Recipients are responsible for ensuring that authorization agreements are in place; copies of authorization agreements and other necessary documentation should be maintained in order to document compliance with this policy, as needed. As appropriate, recipients are responsible for ensuring that a mechanism for communication between the sIRB and participating sites is established.

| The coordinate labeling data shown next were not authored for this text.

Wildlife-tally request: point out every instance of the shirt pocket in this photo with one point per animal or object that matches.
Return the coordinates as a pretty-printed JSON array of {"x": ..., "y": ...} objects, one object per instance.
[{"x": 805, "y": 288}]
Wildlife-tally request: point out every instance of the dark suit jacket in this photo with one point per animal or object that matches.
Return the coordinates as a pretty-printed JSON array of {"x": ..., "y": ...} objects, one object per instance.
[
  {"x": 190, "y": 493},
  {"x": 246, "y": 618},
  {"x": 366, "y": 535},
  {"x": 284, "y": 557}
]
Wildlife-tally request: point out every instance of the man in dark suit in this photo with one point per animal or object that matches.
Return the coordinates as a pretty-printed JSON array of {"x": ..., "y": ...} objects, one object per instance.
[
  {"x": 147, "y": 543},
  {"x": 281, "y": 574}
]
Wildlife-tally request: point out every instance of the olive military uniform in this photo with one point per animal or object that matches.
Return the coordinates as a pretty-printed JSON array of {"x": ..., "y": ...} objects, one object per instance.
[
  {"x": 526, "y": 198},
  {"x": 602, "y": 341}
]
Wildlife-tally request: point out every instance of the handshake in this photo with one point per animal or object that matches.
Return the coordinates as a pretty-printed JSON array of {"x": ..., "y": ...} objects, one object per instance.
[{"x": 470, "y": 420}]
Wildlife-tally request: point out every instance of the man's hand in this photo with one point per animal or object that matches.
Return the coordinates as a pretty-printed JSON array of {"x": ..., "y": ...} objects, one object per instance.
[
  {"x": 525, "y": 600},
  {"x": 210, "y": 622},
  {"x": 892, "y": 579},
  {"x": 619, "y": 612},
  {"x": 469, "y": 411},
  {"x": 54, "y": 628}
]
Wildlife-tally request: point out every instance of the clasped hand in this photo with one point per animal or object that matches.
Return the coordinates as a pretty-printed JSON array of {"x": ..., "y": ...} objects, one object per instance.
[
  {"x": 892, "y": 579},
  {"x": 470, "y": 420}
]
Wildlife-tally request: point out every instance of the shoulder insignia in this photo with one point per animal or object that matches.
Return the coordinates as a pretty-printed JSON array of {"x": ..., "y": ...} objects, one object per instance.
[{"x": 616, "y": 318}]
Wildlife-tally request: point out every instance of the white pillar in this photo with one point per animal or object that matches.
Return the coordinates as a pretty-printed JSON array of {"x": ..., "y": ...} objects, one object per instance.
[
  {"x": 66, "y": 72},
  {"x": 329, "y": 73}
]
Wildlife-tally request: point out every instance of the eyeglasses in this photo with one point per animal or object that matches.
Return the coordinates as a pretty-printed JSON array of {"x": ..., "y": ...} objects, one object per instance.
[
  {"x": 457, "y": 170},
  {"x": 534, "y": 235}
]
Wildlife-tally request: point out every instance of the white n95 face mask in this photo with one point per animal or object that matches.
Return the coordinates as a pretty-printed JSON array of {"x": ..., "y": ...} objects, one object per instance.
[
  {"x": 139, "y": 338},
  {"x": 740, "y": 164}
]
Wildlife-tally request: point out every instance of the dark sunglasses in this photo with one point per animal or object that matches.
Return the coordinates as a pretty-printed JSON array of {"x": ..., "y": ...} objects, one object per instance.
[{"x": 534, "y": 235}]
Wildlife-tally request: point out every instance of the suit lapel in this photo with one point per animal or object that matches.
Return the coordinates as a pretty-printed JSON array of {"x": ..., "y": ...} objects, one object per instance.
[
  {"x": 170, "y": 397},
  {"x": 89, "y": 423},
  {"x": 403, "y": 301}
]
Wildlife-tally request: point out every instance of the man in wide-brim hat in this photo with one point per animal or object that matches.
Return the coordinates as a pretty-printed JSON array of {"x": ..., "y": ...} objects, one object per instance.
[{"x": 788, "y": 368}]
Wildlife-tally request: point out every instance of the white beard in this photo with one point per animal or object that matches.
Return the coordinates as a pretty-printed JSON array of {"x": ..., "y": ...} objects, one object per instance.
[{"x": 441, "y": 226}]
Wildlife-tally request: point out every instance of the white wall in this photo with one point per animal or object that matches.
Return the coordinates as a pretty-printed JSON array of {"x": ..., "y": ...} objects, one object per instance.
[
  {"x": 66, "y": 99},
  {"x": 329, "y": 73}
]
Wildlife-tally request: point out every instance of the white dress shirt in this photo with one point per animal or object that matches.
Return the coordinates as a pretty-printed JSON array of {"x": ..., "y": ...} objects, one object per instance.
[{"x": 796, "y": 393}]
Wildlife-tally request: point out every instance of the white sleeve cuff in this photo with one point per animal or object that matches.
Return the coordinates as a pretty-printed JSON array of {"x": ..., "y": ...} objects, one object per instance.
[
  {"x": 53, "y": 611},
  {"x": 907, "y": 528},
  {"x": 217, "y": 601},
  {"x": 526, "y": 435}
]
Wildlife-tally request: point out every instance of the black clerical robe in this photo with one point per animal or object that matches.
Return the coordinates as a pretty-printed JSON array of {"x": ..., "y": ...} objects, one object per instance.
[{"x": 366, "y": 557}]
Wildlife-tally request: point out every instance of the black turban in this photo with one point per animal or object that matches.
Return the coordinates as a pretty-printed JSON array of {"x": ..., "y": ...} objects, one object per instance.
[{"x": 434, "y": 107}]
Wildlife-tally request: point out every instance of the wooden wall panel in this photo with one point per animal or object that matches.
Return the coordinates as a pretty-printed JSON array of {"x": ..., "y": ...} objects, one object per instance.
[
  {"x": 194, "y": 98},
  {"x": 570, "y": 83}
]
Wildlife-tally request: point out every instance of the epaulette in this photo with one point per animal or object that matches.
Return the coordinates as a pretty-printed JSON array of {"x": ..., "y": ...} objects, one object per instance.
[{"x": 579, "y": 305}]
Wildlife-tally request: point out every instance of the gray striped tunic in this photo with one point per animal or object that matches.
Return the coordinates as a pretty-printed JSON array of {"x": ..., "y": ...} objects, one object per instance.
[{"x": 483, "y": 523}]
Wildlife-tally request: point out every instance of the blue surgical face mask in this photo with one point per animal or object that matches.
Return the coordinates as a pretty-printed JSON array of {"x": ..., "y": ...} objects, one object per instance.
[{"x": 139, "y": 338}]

All sites participating in a multi-site study are expected to rely on an sIRB to carry out the functions that are required for institutional compliance with IRB review set forth in the HHS regulations at 45 CFR 46. Participating sites are responsible for meeting other regulatory obligations, such as obtaining informed consent, overseeing the implementation of the approved protocol, and reporting unanticipated problems and study progress to the sIRB. Participating sites must communicate relevant information necessary for the sIRB to consider local context issues and state/local regulatory requirements during its deliberations. Participating sites are expected to rely on the sIRB to satisfy the regulatory requirements relevant to the ethical review. Although IRB ethical review at a participating site would be counter to the intent and goal of this policy, the policy does not prohibit any participating site from duplicating the sIRB. However, if this approach is taken, NIH funds may not be used to pay for the cost of the duplicate review.

Exceptions

Exceptions to the policy will be made where the proposed sIRB would be prohibited by a federal, state, or tribal law, regulation or policy (policy-based exceptions). Policy-based exceptions are automatically granted when identified in the sIRB plan.

The NIH sIRB policy allows the consideration of requests for other exceptions not based on a legal, regulatory, or policy requirement, if there is a compelling justification for the exception. These other exceptions must be reviewed and approved by NIH.

NIH funds many awards that are ancillary to other ongoing studies, or parent studies. During this transitional time, new multi-site non-exempt human subjects ancillary studies, that would otherwise be expected to comply with the sIRB policy, but are associated with ongoing multi-site parent studies, will not be required to use a sIRB of record until the parent study is expected to comply with the sIRB policy. This is a standing exception until the associated parent study is submitted for competitive renewal after the effective date of the sIRB policy.

The need for this time limited exception for these ancillary studies should be documented in the sIRB plan by identifying the associated parent study and will not require review and approval of the NIH Exceptions Review Committee.